Deshalb sei Frankreich mindestens zu 120 Prozent betroffen. Es sei selten, dass für einmal alle Experten zum selben Urteil kämen, nämlich dass das Sanierungsprojekt schlampig erarbeitet worden und über weite Strecken unbrauchbar sei.
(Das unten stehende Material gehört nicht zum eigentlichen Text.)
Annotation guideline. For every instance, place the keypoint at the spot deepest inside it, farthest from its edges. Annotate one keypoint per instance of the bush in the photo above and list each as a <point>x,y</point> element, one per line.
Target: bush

Nach Angaben der Umweltverbände wird das BCI-Projekt auch von den vom Standort-Kanton Jura eingesetzten Experten kritisiert. Der Kanton hat angekündigt, er wolle erst im Juni zum Sanierungsprojekt Stellung nehmen. Ende April hatte er allerdings von der BCI Ergänzungen zum
Projekt verlangt.

Die Gemeinde Bonfol will vorerst einmal zuwarten: «Für uns steht die Frage im Zentrum, wieso die einen Experten alles falsch sehen und die andern alles richtig. Wir warten nun die Position des Kantons ab», sagt Jean Claude Hennet, Sprecher der Gemeinde Bonfol gegenüber swissinfo.

swissinfo und Agenturen

Die Chemische Industrie versorgte von 1961 bis 1976 Abfälle in der Sondermüll-Deponie Bonfol im Kanton Jura.

Auf einer Fläche von 20’000 m2 sind 114’000 Tonnen Abfälle gelagert.

Seit 1976 wird in Bonfol kein Abfall mehr gelagert. Die Deponie wurde zugeschüttet und das Gelände wieder aufgeforstet.

1980 traten in Bonfol verschiedene Probleme auf. Die Deponie erwies sich als nicht wasserdicht, und es besteht die Gefahr der Grundwasser-Verschmutzung.

In den Jahren 1986 bis 1995 wurde Bonfol für 28 Mio. Fr. saniert. Die Probleme blieben teilweise bestehen.

Vor vier Jahren verpflichtete sich die Industrie zu einer definitiven, nachhaltigen Sanierung der Sondermülldeponie.

Im Dezember 2003 legte die Chemische Industrie Basel ein Sanierungs-Projekt vor. Voraussichtliche Kosten: 280 Mio. Fr.